'Memories of Argentina' is a series of poems centred around
Ketaki Kushari Dyson's trip to
Buenos Aires in 1985 to research the papers of Victoria Ocampo and Rabindranath
Tagore. The poems form an enchanting travelogue, about visiting the Villa Ocamponow stripped of all but Victoria's eight thousand books, Miralrio where Tagore
stayed as her guest (and in one of whose rooms 'he held her breast for an eternity
of a moment'), of meeting with, among others, the youngest Ocampo sister, Silvina,
who gave Dyson scent-soaked fabric flowers off the collar of her blouse in a farewell
gesture.
The other poems in this anthology run a wild gamut: a young cello-player at a concert in St. Michael's church in Blewbury ['Waves of music propel me to the hall./(Olas, waves: ahogar, to drown')] bringing back a cool Caribbean church 'with flowers of frangipani falling silently', laughing men drunk on themselves hanging out near the Jaya Cinema in Lake Town, Calcutta, a Serb ordering a man to rape his dead mother in Bosnia, and Monet's lily-pools and aquatic flowers.

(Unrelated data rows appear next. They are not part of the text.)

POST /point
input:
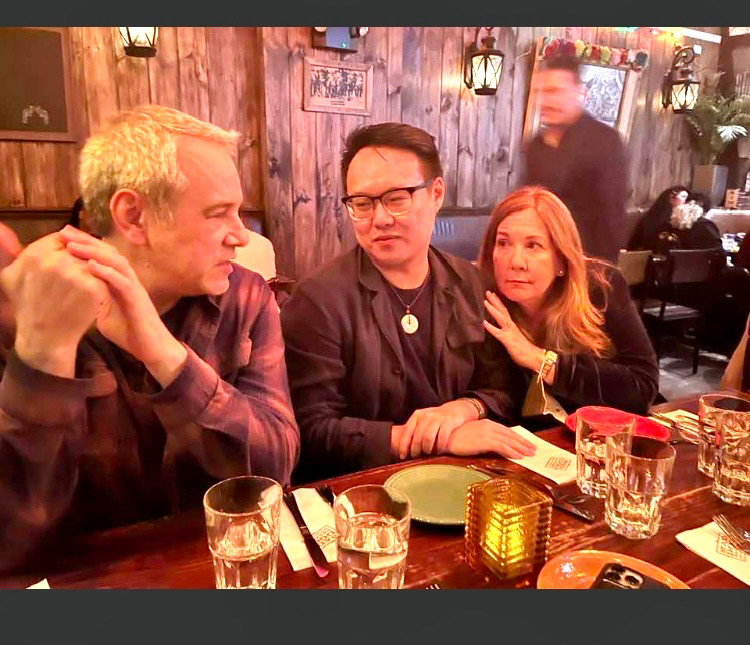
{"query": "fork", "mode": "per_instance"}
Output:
(740, 539)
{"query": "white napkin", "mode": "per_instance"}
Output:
(318, 516)
(549, 460)
(710, 543)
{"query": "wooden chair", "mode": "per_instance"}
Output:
(634, 266)
(696, 270)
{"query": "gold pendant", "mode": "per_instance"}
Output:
(409, 323)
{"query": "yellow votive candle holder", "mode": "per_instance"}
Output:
(507, 527)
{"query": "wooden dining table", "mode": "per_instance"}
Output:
(172, 552)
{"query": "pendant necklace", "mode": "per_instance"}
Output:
(409, 322)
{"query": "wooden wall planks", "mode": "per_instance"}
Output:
(103, 80)
(250, 79)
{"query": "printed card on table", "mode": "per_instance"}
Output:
(550, 461)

Ketaki Kushari Dyson is very much a poet of the diaspora, and one of the most powerful poems in this anthology is the 'Maps from my perspective', manna to any angst-ridden diasporan's identity-search. She traces the journey from the 'cross-roads at Gariahat heady with tuberoses', to making 'Kidlington's fields, canals and farer's ways' her home. The poem is about learning to concede that the old woman spinning in the moon could just about be a man's face, waiting twelve long years for a ginger-lily from Santiniketan to flower in a pot on a Christmas day in Kidlington, and realising that
"Maps are to do with slily shifting borders. They get up, walk towards each other, peer into each other's eyes. They embrace, weeping over each other's shoulders."
It is this multi-cultural motif that imprints itself on each of her poems and imparts to them a special flavour.Add to that her woman's mind that weaves poetry out of herbs and weeds, shirts hung out to dry, empty polyester dresses and black Poona saris. To celebrate blazing rape-fields in Oxfordshire she goes back to Tagore ('A fire of flowers has hit the blue horizon' --- in her own translation), but she also likens them 'in their unreason' to 'a surge of oestrogen in a woman nearing the end of her flowering season'.
It is a delightful read, this travelogue, as it takes the reader in intimate company, not only on her Argentinian journey but also when
As I walk close to a fence, keeping my head down, dodging the long eyes of the rain-freed sun, my nose is scratched by a rough, flailing branch --- very much an individual, in dogged dialogue with the wind, its passing rider."